Joe Biden took a starkly different approach to debating his opponent than President Obama had employed in his much-panned performance a week ago.
The vice president began the debate by attacking Mitt Romney, not Paul Ryan, but when he focused on the Republican vice presidential nominee, he switched between moments of outrage and fits of amusement. Biden condemned "loose talk" on foreign policy and showed "frustration" with Romney's infamous comment on the 47%. But he'll likely be remembered for a big grin while Ryan spoke that built to outwardly laughing at the congressman's assertions.
"With all due respect, that's a bunch of malarkey," Biden dismissed Ryan at one point. "I don't understand what my friend is talking about here," Biden said, expecting viewers would feel the same way. Biden repeatedly laid claim to the "facts" and directly asked viewers who they believed.
Ryan is coming off a speech at the Republican National Convention that was picked apart by fact checkers as inaccurate. Bill Clinton later used his convention speech to deride Ryan for having a lot of "brass" to make what the former president said were hypocritical attacks.
But Ryan answered Biden's criticisms by labeling it part of the "attack, blame, and defame" campaign being run by Democrats who he said can't run on their record. Then he offered a theory on why Biden was so animated, suggesting the vice president was "under a lot of duress" to make a good impression because of Obama's performance in the first debate.
Ryan was twice pinned down by Biden and moderator Martha Raddatz on whether he could offer specifics. Asked whether he could guarantee the Romney-Ryan tax plan wouldn't eliminate the mortgage deduction for middle-class families, Ryan said they were withholding such details and instead providing a "framework" because it's the right way to reach bipartisan agreement. Then when Biden made it very clear the administration wants to leave Afghanistan ("We are leaving. We are leaving in 2014. Period."), Ryan supported the timeline but couldn't make the same guarantee.
"We don't want to embolden our enemies to hold and wait out for us and then take over the country," Ryan said on why the timeline is tentative.
But perhaps the most important distinction between the two sides to LGBT voters came when asked about how their faith influences decision making. Both Biden and Paul are Catholic but have opposing positions on social issues such as abortion and LGBT rights.
"I don't see how a person can separate their public life from their private life or from their faith," Ryan said. "Our faith informs us in everything we do. My faith informs me about how to take care of the vulnerable, about how to make sure people have a chance in life."

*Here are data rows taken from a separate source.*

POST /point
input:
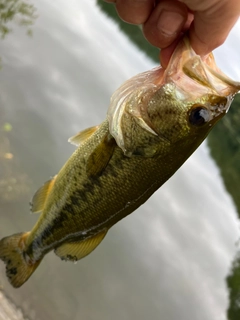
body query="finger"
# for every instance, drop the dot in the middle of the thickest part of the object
(166, 53)
(134, 11)
(212, 25)
(165, 23)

Ryan said a Republican administration would oppose abortion, except in cases of rape or incest and to protect the life of the mother. Biden said that while he agrees with his Catholic faith on abortion, he wouldn't press his beliefs on other Americans.
"My religion defines who I am, and I have been a practicing Catholic my whole life, and it has particularly informed my social doctrine," said Biden, adding, "I accept it in my personal life, but I refuse to impose it on equally devout Christians, Muslims and Jews."
Neither was asked directly about marriage equality or LGBT rights, and neither included it within an answer on their own.